En arrivant au campement, j’y trouve Raymond et les cow-boys écumants de fureur. On m’explique que M. Mac Mahon, qui, lorsque ses affaires l’appellent du côté de Fleur de Lis, ne manque jamais de se faire héberger, lui et ses bêtes, deux ou trois jours de suite, s’est enfermé dans son logis quand il a vu venir Raymond, et que c’est même à grand’peine qu’on a pu obtenir de lui un seau pour faire boire les chevaux. À ce moment, survient un cow-boy d’un ranch du voisinage, qui se fait raconter la chose par ses collègues :

D… mean set, those grangers ! dit-il quand il s’est rendu compte de la situation. Tous des ladres, ces fermiers ! mais celui-ci est le pire de tous. L’autre jour, un de nos chevaux est entré dans son jardin par une brèche de la clôture. Il l’a enfermé dans l’écurie et a fait dire à notre boss qu’il demandait vingt dollars de dommages-intérêts.
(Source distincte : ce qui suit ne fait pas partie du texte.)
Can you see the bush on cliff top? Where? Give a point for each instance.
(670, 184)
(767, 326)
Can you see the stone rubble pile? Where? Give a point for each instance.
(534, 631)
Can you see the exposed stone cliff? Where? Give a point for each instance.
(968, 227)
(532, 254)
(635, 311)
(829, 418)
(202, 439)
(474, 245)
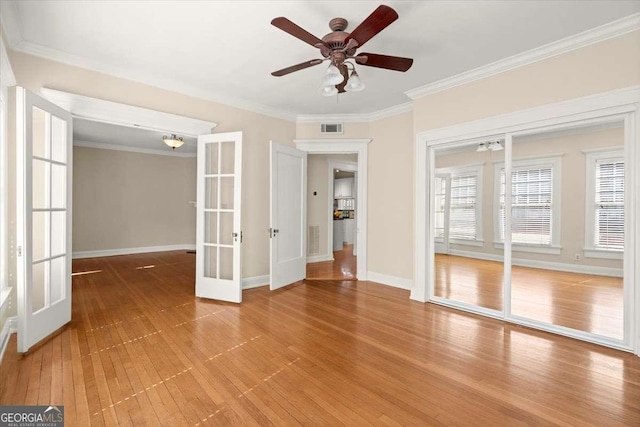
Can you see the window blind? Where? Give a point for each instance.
(462, 208)
(531, 205)
(440, 200)
(609, 204)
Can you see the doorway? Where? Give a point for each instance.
(358, 148)
(332, 217)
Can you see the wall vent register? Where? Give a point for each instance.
(331, 128)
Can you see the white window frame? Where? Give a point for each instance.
(592, 157)
(7, 79)
(451, 172)
(550, 160)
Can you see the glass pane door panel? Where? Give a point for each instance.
(227, 157)
(226, 228)
(559, 276)
(210, 261)
(470, 269)
(226, 193)
(58, 139)
(39, 285)
(58, 233)
(58, 186)
(211, 158)
(211, 193)
(211, 227)
(40, 184)
(40, 129)
(58, 279)
(226, 263)
(40, 235)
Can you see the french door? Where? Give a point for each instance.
(218, 221)
(43, 196)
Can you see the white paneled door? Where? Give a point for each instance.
(288, 215)
(43, 198)
(218, 223)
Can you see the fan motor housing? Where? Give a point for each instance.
(335, 39)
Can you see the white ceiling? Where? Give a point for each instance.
(226, 50)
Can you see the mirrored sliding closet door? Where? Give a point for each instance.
(568, 229)
(468, 267)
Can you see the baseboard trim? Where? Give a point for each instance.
(396, 282)
(10, 326)
(319, 258)
(544, 265)
(130, 251)
(255, 282)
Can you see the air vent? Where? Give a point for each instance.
(331, 128)
(313, 246)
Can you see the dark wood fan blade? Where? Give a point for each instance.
(296, 67)
(289, 27)
(376, 22)
(396, 63)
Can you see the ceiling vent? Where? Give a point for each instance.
(331, 128)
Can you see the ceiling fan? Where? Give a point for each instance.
(338, 46)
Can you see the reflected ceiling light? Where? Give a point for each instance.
(173, 141)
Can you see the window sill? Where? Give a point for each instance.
(536, 249)
(466, 242)
(603, 253)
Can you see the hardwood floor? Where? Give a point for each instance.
(580, 301)
(141, 350)
(343, 266)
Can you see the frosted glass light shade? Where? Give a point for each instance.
(328, 90)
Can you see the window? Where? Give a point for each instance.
(457, 197)
(440, 195)
(604, 235)
(462, 210)
(534, 205)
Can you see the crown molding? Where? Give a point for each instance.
(355, 118)
(126, 115)
(9, 20)
(116, 147)
(596, 35)
(148, 79)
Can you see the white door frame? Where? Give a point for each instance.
(347, 146)
(336, 164)
(599, 108)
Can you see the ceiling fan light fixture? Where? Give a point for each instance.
(173, 141)
(354, 84)
(333, 76)
(328, 90)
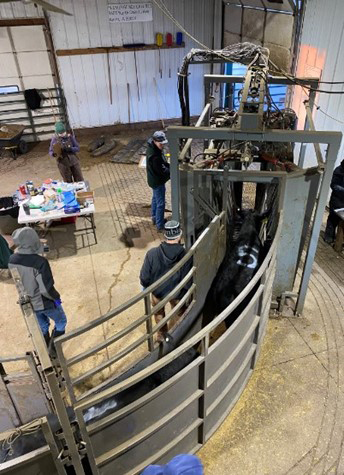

— Et le boss les a payés ?

— Lui ! pour qui le prenez-vous ? Il est arrivé ici avec deux boys, moi et un autre : nous sommes allés droit à l’écurie sans nous inquiéter du propriétaire : elle était fermée ; nous avons tiré un coup de revolver dans la serrure, et nous avons repris le cheval. Mais ce n’est pas tout ! En nous en retournant au ranch, nous avons rencontré une douzaine de vaches laitières de la ferme. Nous les avons poussées (drive) devant nous, pendant une trentaine de milles, jusque dans la réserve indienne. Si Mac Mahon les revoit jamais, il aura de la chance ! Les Sioux ont déjà dû les manger. Good bye, gentlemen !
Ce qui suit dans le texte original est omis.